In Estonian corporate law, the management board has a strict fiduciary duty to monitor the company's solvency. According to § 91 (1) of the Bankruptcy Act (Pankrotiseadus), a debtor is obligated to file a bankruptcy petition if the insolvency of the debtor is permanent.

Defining Permanent Insolvency

Insolvency is considered permanent if the debtor is unable to fulfill their obligations and this inability is not temporary due to the debtor's economic situation. Under § 1 (2) of the Bankruptcy Act, insolvency occurs when the debtor's liabilities exceed their assets, provided this state is not temporary, or when the debtor is unable to meet financial obligations and this failure is not temporary.

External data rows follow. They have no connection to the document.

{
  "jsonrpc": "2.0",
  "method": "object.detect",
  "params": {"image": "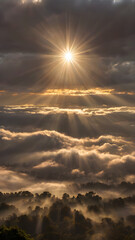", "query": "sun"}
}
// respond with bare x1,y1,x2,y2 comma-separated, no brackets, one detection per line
64,51,73,63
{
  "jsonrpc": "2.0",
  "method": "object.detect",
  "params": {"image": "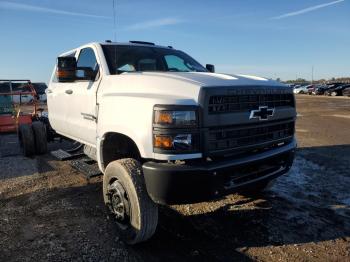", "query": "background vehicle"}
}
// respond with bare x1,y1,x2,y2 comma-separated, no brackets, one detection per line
293,86,309,94
27,41,296,244
0,80,47,156
32,83,47,102
324,83,345,96
312,84,327,95
343,85,350,96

Liability of the Management Board

Failure to file a bankruptcy petition in a timely manner carries significant legal consequences. Pursuant to § 92 of the Bankruptcy Act, the management board must file the petition immediately, but no later than 20 days after the insolvency has become apparent. Failure to comply makes the management board members jointly and severally liable for damages incurred by creditors due to the delay.

Beyond civil liability, failing to file on time may lead to criminal charges related to bankruptcy offenses. It is therefore vital to conduct regular financial assessments and consult with a legal expert as soon as the first signs of payment difficulties emerge to mitigate risks.